Coffee store giant Starbucks was recently found to have paid no tax at all in the past three years, according to a four-month investigation by the Reuters news agency. Starbucks has made over £3 billion ($4.8bn) in the U.K. since its first broke into the European market in 1998, but has paid less than 1 percent in corporation tax since, but according to the investigation the firm generated £398 million ($637m) in revenue in the U.K. since 2009 but has paid zero corporation tax.
In spite of it being legal, tax avoidance does not make it morally just.
Despite using tax avoidance loopholes, these major technology companies are not breaking U.K. law, though many see the measures as "morally repugnant", in the words of Chancellor of the Exchequer George Osborne, the U.K.'s chief finance minister.

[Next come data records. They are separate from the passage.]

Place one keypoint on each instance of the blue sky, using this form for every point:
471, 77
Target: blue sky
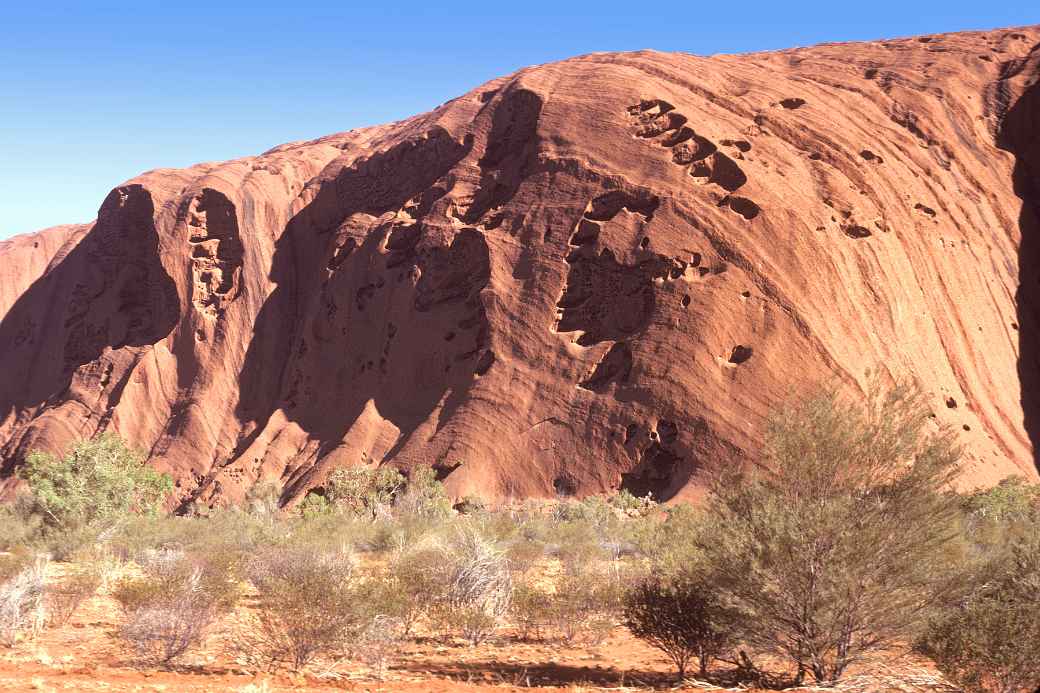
92, 94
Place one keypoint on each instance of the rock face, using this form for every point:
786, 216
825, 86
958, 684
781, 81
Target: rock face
596, 274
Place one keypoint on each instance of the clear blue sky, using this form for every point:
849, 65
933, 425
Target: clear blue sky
94, 93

But company shareholders love it because it saves their investment, and companies equally love it because they have more money to spend on their businesses and wages.
These technology giants are playing by the rules, but the problem is the rules are broken. Who sets the rules? The government. And yet the government all but takes it out on the individual taxpayer by making them drag the country out of economic downturn kicking and screaming.
Ultimately, it's down to the U.K. government to close these loopholes, and not down to the companies to extend the hand of moral high-ground and cough up what they're supposed to. But it would be nice to see a little more honesty from these companies, it almost goes without saying.